# 12 week old German Shepherd Puppy



## HB2210 (Apr 14, 2010)

Hi, just about to embark on our first outing walking our new pup. I know this sounds stupid but how long should we walk him for ? Just a wee rough idea as I dont want to over exercise him and put and strain on his joints. I know you have to build it up gradually so any advice would be appreciated


----------



## kaisa624 (Mar 5, 2010)

For a 3 month old gsd I'd go for 15 mins twice a day. With larger dogs you have to be careful with their joints. I'd keep him on lead for now, and teaching him slowly to heel.

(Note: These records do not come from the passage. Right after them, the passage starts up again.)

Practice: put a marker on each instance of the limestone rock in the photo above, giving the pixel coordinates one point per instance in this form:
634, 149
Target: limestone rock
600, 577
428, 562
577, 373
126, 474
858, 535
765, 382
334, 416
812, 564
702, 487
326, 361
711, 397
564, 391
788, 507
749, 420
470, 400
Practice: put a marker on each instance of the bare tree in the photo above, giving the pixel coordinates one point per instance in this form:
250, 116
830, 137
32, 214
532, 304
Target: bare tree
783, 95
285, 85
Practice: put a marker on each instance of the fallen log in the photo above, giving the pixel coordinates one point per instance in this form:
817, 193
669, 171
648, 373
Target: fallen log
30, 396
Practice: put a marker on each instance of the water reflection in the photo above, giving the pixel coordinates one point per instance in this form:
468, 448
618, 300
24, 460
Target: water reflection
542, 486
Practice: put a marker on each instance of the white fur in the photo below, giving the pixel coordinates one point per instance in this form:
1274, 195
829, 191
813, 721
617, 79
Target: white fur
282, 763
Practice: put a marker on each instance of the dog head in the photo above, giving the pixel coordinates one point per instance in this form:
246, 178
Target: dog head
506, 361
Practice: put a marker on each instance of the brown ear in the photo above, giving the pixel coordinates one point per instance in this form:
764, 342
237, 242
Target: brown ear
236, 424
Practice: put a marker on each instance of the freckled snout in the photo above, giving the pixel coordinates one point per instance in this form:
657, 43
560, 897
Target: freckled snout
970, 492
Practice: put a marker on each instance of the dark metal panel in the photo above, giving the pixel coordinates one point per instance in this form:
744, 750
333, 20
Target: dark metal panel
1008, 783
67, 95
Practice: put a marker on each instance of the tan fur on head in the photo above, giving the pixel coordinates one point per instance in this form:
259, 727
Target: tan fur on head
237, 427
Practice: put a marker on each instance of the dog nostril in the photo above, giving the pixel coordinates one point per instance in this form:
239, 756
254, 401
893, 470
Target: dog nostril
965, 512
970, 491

However once or twice a week, I'd use a longer line and teach him recall  Even in the house you can teach him recall


----------



## sequeena (Apr 30, 2009)

I need GSD puppy pics!!! 

At that age Sky was walked for around 15 minutes twice a day  You have to build it up slowly as not to hurt their little legs and hip x


----------



## sketch (Sep 19, 2009)

I wouldnt walk too far on lead on hard surfaces, like road walks, limit that..
But i would encourage free play in the garden, other places where its safe to let him offlead and play, chances are at that age he aint going to run off lol.
But by free running, at puppy pace, letting im do his own speed will encourage muscle development on the gluteal muscles which will aid stability setting him up for healthy hips as he gets older.
I dont agree with walking little pups for long perios of time on tarmac etc, but like to encourage play trotting around off lead on grass areas to help development, but this is just my opinion.
xx

PS forgot to add, i dont let them walk up and down stairs at this age,. nor do i encourage pups to run around doing sharp turns etc, as this can damage there hips.


----------



## Guest (Apr 30, 2010)

Invest in a long line leash and take him to fields and nice surface areas to have a wonder and socialize as much as possible around as many people and new surroundings that he will encounter thru out his life ur puppy will always let u know when he is tired body language will tell u this so once he starts to trail behind u its a good idea to let him rest and sleep it off as they love to sleep and grow.


----------